First of all, we all have to be citizens of our state unless we opt out somehow and immigrate. However, we do not have to use Amazon or the Kindle. I am unaware of any situation in which someone was coerced into using the Kindle or giving up the history of their reading habits to Amazon. Amazon knows so much about us because we let it know so much about us. We willingly let Amazon see what we buy so that it can recommend yet more entertainment for us.
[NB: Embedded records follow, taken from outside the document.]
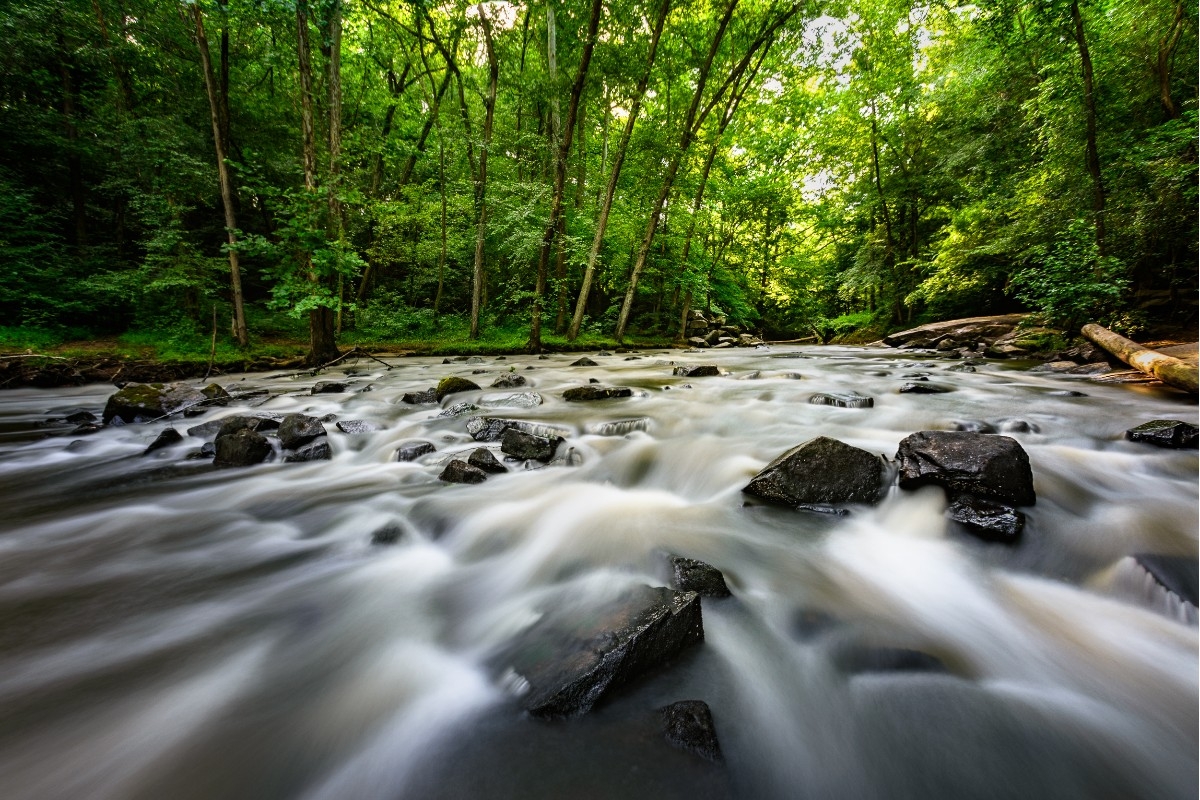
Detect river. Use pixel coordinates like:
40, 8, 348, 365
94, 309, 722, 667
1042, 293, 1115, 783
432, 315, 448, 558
0, 347, 1198, 800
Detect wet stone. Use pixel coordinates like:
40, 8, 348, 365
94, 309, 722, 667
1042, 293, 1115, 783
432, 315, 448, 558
142, 428, 184, 456
497, 587, 704, 718
563, 385, 634, 402
742, 437, 883, 506
1126, 420, 1200, 450
659, 700, 724, 764
396, 439, 437, 461
946, 495, 1025, 545
670, 555, 730, 597
467, 447, 509, 475
438, 458, 487, 483
809, 392, 875, 408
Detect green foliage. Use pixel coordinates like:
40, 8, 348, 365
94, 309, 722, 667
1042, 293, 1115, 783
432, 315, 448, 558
1012, 219, 1128, 330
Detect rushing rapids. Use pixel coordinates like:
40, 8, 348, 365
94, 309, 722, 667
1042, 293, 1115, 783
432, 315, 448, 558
0, 348, 1198, 800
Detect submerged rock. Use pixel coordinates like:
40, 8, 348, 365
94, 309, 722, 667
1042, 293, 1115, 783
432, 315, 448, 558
742, 437, 883, 506
438, 458, 487, 483
212, 428, 271, 467
896, 431, 1037, 505
1126, 420, 1200, 450
809, 392, 875, 408
467, 447, 509, 475
946, 494, 1025, 543
670, 555, 730, 597
280, 414, 326, 450
659, 700, 724, 764
433, 375, 479, 403
142, 422, 184, 456
500, 428, 563, 463
563, 386, 634, 402
396, 439, 437, 461
500, 587, 704, 718
671, 363, 721, 378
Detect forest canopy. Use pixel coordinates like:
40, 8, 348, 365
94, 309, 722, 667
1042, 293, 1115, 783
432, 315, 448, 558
0, 0, 1198, 362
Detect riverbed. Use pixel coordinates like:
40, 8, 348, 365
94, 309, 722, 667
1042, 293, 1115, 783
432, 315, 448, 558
0, 347, 1200, 800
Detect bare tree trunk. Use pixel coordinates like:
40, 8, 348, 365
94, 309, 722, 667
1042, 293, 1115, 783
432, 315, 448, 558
192, 5, 250, 347
468, 2, 500, 339
1070, 0, 1108, 257
529, 0, 604, 353
566, 0, 671, 342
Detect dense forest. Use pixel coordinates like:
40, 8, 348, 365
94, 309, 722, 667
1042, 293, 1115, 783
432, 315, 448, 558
0, 0, 1198, 363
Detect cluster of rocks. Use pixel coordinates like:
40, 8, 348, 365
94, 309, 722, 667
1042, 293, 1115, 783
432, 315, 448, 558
688, 311, 762, 348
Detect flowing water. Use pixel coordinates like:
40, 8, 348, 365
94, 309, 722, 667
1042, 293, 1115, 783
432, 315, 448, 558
0, 348, 1198, 800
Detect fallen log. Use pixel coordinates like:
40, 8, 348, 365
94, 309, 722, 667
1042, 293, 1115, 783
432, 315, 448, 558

This is much closer to the hedonistic and shallow Brave New World than it is to the dark dystopia 1984. Regardless of the contracts saying they'll own a digital copy, Kindle users know how much control over the Kindle content Amazon has, and if they didn't before they do now.
Contrast this with the music digital downloads from Amazon, freed by the music companies from the extremely restrictive DRM of the ebooks. I'm sure there's some information embedded in the digital files saying I purchased specific songs from Amazon and that could be used against me if suddenly everything I purchased ended up on some file sharing site. Below that point, though, the files are mine, and Amazon can't take them away from me. I can copy and back them up as many times as I like. I can give them to other people if I wanted, and they could play them without unlocking. Theoretically, I could even charge other people for these files, if I could find someone stupid enough to buy them from me. (Note to the Amazonian Big Brother: I would never do anything like this. Really.)
Despite the apparent irony of 1984 disappearing, there's nothing Big Brothery about any of this. When it comes to Amazon, we are the victims of our own desire for easy shopping and entertainment. There are undoubtedly times when corporate malfeasance completely out of control damages our lives. Actually, that pretty much happens everyday somewhere. But this is not one of those cases. We willingly comply with Amazon, as we do with Google itself, handing over our privacy for the opportunity fondling their shiny baubles. Situations like this might erode our trust in Amazon, and thus we might be less willing to shop there, but that would still be our choice.
People who do anything on the Internet should know there is no guaranteed privacy anymore. The Internet is filled not with Big Brother, but with millions of little brothers gathering random details of our online life and using them for their own advantage. When this practice is ubiquitous, to pretend as some people have been doing that Amazon is in any way specially or specially evil is just duplicitous or naive. Or maybe it just makes a good headline.